This week saw this report on oil stockpiles from
: "Total U.S. commercial stockpiles rose slightly last week by 200,000 barrels to hit a new 20-year high just above 1.143 billion barrels, the highest level since the EIA began issuing weekly reports in 1990."
And yet, oil rallied in the last two weeks more than three dollars, as of yesterday trading $77.50 a barrel.
What can make supply increase to historic levels and still allow the commodity to rise in price? It is "oil's endless bid."
"Oil's endless bid" is what I have called the "assetization" of financial oil, working through index investment, ETF trading and dedicated energy hedge funds. They are all entering the futures markets without regard to the fundamentals that underlay the commodities.
Oil's Endless Bid
is also the title of my upcoming book from John Wiley and Sons, discussing this topic, which I believe is the most important financial story of the decade. But this week's EIA report draws this disconnect into such sharp and immediate focus.
Let's discuss "oil's endless bid" briefly and try to understand how oil can rally while supplies continue to bulge.
Commodities aren't stocks, but the financial industry has worked hard to make them look and work as if they are: They've created indexes, ETF's and managed funds that allow investors to access the price of the crude barrel as if it were a share of Chevron.
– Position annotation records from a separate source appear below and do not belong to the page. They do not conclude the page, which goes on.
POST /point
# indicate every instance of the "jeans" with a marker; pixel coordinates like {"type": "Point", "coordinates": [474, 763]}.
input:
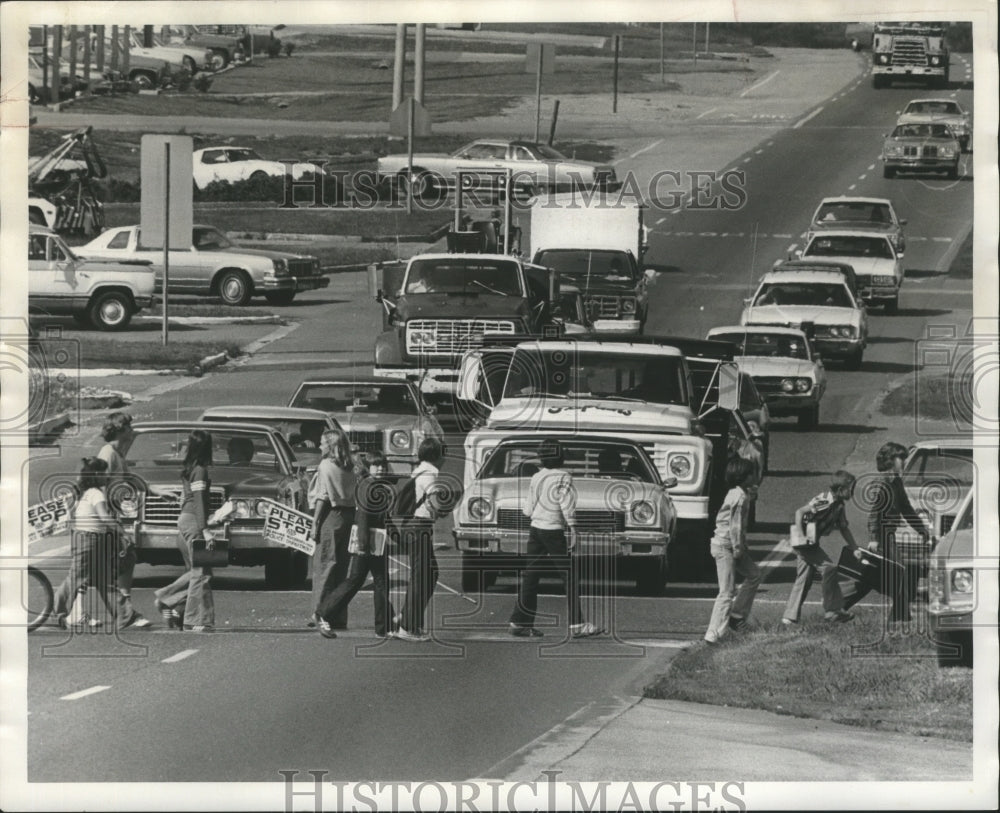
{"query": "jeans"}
{"type": "Point", "coordinates": [808, 562]}
{"type": "Point", "coordinates": [729, 602]}
{"type": "Point", "coordinates": [360, 566]}
{"type": "Point", "coordinates": [331, 559]}
{"type": "Point", "coordinates": [417, 539]}
{"type": "Point", "coordinates": [191, 593]}
{"type": "Point", "coordinates": [546, 546]}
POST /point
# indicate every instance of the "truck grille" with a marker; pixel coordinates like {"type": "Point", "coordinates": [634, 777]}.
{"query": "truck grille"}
{"type": "Point", "coordinates": [454, 336]}
{"type": "Point", "coordinates": [164, 510]}
{"type": "Point", "coordinates": [909, 51]}
{"type": "Point", "coordinates": [366, 441]}
{"type": "Point", "coordinates": [590, 522]}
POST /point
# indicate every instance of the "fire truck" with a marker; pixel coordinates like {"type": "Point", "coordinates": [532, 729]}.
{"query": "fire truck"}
{"type": "Point", "coordinates": [910, 51]}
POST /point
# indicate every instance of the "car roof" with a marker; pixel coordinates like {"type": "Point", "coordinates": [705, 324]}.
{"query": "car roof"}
{"type": "Point", "coordinates": [803, 276]}
{"type": "Point", "coordinates": [789, 331]}
{"type": "Point", "coordinates": [241, 411]}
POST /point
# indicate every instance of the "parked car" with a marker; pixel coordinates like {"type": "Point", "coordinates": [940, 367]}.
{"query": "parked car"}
{"type": "Point", "coordinates": [876, 215]}
{"type": "Point", "coordinates": [877, 265]}
{"type": "Point", "coordinates": [937, 474]}
{"type": "Point", "coordinates": [270, 473]}
{"type": "Point", "coordinates": [378, 415]}
{"type": "Point", "coordinates": [939, 111]}
{"type": "Point", "coordinates": [820, 303]}
{"type": "Point", "coordinates": [783, 367]}
{"type": "Point", "coordinates": [952, 587]}
{"type": "Point", "coordinates": [623, 510]}
{"type": "Point", "coordinates": [536, 167]}
{"type": "Point", "coordinates": [302, 428]}
{"type": "Point", "coordinates": [103, 294]}
{"type": "Point", "coordinates": [215, 266]}
{"type": "Point", "coordinates": [921, 148]}
{"type": "Point", "coordinates": [232, 164]}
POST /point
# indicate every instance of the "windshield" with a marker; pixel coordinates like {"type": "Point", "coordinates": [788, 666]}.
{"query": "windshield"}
{"type": "Point", "coordinates": [230, 449]}
{"type": "Point", "coordinates": [583, 373]}
{"type": "Point", "coordinates": [463, 275]}
{"type": "Point", "coordinates": [850, 246]}
{"type": "Point", "coordinates": [608, 461]}
{"type": "Point", "coordinates": [777, 345]}
{"type": "Point", "coordinates": [943, 466]}
{"type": "Point", "coordinates": [854, 212]}
{"type": "Point", "coordinates": [394, 399]}
{"type": "Point", "coordinates": [830, 295]}
{"type": "Point", "coordinates": [922, 131]}
{"type": "Point", "coordinates": [207, 239]}
{"type": "Point", "coordinates": [589, 266]}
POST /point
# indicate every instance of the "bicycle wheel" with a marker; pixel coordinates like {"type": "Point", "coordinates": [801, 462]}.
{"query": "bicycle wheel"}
{"type": "Point", "coordinates": [39, 598]}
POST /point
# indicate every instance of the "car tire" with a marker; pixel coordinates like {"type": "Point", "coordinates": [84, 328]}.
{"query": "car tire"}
{"type": "Point", "coordinates": [948, 642]}
{"type": "Point", "coordinates": [280, 297]}
{"type": "Point", "coordinates": [651, 578]}
{"type": "Point", "coordinates": [234, 287]}
{"type": "Point", "coordinates": [809, 417]}
{"type": "Point", "coordinates": [111, 310]}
And the investing public has glommed onto the products with both fists, causing index investing in commodities to increase more than 25 times between 2003 and 2008 to over 300 billion dollars in funds and increasing the number and market caps of futures based ETFs as well. The market-leading
US Oil Fund
has had three share expansions since its inception and now trades an average of more than 9 million shares a day.
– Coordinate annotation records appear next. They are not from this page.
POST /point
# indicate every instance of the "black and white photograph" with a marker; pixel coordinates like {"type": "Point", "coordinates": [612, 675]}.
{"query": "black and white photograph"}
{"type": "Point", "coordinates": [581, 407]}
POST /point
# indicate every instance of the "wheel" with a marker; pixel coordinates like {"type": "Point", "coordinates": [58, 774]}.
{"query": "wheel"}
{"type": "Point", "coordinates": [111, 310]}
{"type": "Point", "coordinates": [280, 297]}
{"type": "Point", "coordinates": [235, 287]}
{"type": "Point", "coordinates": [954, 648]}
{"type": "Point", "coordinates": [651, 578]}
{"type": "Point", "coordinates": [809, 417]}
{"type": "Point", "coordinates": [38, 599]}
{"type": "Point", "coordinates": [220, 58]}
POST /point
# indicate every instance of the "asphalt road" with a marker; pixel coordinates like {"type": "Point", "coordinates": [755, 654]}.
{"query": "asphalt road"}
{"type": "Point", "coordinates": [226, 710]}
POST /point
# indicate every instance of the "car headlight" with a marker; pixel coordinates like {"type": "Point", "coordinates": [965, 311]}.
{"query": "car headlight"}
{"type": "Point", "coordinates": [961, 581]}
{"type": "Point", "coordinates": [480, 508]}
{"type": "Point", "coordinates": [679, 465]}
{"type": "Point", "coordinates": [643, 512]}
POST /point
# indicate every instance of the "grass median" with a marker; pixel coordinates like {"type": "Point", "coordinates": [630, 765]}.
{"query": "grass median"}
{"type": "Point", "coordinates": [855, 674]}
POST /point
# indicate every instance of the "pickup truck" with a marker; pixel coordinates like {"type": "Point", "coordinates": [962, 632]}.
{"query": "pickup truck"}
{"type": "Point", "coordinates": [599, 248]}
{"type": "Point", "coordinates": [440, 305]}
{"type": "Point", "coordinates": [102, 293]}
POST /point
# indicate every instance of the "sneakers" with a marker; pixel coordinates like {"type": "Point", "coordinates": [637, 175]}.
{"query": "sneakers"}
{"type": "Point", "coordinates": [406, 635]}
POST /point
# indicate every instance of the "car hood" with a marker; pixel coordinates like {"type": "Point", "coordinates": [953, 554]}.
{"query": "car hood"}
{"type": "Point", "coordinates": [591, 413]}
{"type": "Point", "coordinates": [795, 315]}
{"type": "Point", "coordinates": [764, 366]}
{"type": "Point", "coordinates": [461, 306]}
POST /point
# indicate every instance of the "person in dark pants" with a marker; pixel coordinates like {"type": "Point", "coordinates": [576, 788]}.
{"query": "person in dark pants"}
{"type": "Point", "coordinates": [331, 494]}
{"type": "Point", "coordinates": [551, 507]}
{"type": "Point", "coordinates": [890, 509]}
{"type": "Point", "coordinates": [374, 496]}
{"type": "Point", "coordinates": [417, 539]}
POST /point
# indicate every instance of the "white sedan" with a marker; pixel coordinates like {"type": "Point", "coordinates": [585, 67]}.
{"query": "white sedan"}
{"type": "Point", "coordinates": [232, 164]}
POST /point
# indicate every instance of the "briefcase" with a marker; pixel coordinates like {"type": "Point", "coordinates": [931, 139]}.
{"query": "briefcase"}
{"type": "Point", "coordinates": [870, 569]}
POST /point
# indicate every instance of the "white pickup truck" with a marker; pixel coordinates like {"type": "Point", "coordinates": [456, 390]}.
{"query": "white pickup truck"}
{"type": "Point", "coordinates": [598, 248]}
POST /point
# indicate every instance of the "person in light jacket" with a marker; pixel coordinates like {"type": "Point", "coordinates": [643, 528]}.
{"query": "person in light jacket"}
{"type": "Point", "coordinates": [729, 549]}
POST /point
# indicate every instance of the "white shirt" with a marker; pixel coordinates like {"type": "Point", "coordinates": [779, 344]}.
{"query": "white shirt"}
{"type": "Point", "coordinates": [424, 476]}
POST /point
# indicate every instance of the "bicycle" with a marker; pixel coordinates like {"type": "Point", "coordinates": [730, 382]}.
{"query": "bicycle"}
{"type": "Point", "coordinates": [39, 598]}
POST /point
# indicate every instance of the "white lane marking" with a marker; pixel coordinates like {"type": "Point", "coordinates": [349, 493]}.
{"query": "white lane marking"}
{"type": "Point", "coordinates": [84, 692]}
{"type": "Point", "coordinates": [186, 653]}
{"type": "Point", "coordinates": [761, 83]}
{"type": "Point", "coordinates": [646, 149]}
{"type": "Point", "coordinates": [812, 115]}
All of this investment interest in oil has swamped out the traditional users of the financial oil market - the oil companies and commercial end-users - and turned the price discovery mechanism into just another capital market, under influence from unrelated financial inputs and moving on the whims of investor perceptions.
I could point out literally dozens of short-term economic pressures over the last several years that have had no impact on the fundamentals of oil, yet have had enormous influence over the price of oil, one of the latest being the BP oil spill, which momentarily scared investors away from oil investment and saw the price drop more than 25% in less than three weeks in May.